New Review: Tribeca 2018 Movie: The Feeling of Being Watched

Speak English. If you must speak Arabic in public, never do so with a raised voice. Dress American. Act American. Stay together in groups, seem as non-threatening as possible. If you see the strange suited men in their bulky black cars, ignore them, but tell us. If you wake in the night and see them fiddling with the telephone wires by the house, just go back to sleep. And whatever you do, don’t ever, ever use the word “bomb.” Consider it a swear word. Our safety depends on it.

Such were the lessons drilled into journalist Assia Boundaou by her mother when she was growing up in Bridgeview, Illinois, a small community a few miles outside Chicago that’s home to some 200 Muslim families. If not for the local mosque and smattering of hijabi, the town would be indistinguishable from the general sprawl of American middle class suburbia. And yet this small town was home to a sinister FBI investigation that harassed and intimated innocent citizens for decades. Convinced that the people of Bridgeview were harboring Islamic terrorists and funneling donations through charitable organizations to Hamas, the FBI began Operation Vulgar Betrayal (OVB). Within a few years they had collected over 30,000 documents worth of surveillance on this Muslim community, including Assia, her friends, her family, and her neighbors. And did they get for it? No terrorist convictions. No ties to Islamic terrorism.

And yet the harassment continued. Even after the founder of the program, FBI agent Robert Wright, was suspended over racial and sexual discrimination, OVB churned on, particularly in the wake of the 9/11 attacks.

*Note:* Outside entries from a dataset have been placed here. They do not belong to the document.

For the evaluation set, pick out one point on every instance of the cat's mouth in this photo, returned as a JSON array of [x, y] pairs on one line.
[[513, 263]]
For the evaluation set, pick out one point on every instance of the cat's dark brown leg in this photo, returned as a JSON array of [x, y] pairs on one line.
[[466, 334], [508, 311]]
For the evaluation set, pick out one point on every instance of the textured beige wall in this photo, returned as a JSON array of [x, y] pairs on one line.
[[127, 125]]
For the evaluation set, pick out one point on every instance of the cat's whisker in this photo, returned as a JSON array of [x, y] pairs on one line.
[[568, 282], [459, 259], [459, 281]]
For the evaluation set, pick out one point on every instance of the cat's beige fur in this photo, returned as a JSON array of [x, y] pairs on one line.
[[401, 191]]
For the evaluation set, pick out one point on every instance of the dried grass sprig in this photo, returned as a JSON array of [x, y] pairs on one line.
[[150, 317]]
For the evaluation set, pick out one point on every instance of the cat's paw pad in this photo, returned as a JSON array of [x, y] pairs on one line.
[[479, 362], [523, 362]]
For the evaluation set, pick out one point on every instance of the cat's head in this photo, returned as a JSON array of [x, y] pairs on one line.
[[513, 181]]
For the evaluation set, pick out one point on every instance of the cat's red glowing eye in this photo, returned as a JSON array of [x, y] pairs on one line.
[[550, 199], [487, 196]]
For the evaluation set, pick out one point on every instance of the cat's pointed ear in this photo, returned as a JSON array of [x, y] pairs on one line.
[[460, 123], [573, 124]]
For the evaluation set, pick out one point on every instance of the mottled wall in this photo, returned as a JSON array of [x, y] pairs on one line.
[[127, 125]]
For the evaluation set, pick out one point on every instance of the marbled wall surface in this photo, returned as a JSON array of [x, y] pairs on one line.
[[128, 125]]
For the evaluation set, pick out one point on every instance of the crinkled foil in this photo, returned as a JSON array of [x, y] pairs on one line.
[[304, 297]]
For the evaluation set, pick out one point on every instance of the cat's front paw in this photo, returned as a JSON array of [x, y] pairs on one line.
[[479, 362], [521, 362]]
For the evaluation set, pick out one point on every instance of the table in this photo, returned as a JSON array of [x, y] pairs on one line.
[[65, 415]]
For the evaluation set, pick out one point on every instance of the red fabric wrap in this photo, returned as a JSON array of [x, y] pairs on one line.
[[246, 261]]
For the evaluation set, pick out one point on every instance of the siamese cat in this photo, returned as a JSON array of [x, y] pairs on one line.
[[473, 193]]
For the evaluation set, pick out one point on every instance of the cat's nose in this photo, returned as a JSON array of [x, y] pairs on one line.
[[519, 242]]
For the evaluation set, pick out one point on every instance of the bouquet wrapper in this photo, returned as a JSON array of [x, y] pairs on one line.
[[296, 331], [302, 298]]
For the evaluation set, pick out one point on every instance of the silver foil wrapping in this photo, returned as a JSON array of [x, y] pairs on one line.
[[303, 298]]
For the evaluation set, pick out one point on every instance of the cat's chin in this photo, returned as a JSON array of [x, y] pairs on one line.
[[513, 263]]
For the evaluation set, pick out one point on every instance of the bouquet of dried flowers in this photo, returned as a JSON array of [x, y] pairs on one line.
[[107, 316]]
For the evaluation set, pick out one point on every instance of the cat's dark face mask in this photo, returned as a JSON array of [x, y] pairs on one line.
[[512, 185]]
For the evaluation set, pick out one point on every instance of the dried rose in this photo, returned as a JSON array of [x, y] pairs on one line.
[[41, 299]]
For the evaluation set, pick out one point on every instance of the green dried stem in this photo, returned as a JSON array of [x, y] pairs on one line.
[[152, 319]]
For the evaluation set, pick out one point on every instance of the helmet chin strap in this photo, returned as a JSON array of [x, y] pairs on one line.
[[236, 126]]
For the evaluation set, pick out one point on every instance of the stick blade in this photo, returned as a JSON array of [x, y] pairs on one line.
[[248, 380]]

Walking the streets of her childhood home, Boundaou can’t find anyone who wasn’t petrified of the government, of being spied upon, of being watched. She finds families torn apart by the paranoia, lives wrecked, and a community gripped in the throes of generational neurosis. And so sets the stage for Boundaou’s The Feeling of Being Watched, a documentary that charts her journey to discover the existence, extent, and damage of OVB to her community, to her family, and even to herself as a young Muslim woman in a country that views her as a terrorist. True to her roots as a journalism student at NYU, the film is more a piece of investigative reporting than some detached vérité exercise; it’s equal parts historical exposé, legal procedural, and personal confessional. Of these three, it works best as a procedural—we witness Boundaou’s herculean struggle with the Kafkaesque Justice Department to gain access to the files collected by the FBI, as is her right under the Freedom of Information Act. (As Boundaou explains, “One of the weirdest things about our country is that the government can violate our rights, but we have the right to know when they do it.”) The last act even shows her organize a grass roots movement to inform the people of Bridgeview about their rights and to encourage them to sign privacy wavers demanding their own OVB documents from the DOJ. Frank Capra would be proud.

And yet something doesn’t fully come together in The Feeling of Being Watched. That’s admittedly a terrible thing to say about such an earnest, heart-felt film seeking justice for a persecuted minority. But I think Boundaou’s ambitions outstripped her filmmaking prowess, but only by a little. The first third magnificently captures the feeling of nervous menace felt by the people of Bridgeview, yet all that gravity dissipates as soon as she starts sending information requests to the DOJ. A third act surprise confrontation by none other than Robert Wright is presented like a shattering, the-black-helicopters-are-coming twist. And it should be! The man who organized OVG showed up at Boundaou’s mom’s front door and asked about her daughter! He even inquired about the documentary! But the whole scene feels strangely detached. The magnitude of OVB and its implications for America as an embryonic Orwellian police state are staggering. And this documentary is indeed an excellent primer for these subjects. But it lacks the cohesive sense of urgency needed to make a true impact. I wait to see what Boundaou does next. I suspect few will see it coming.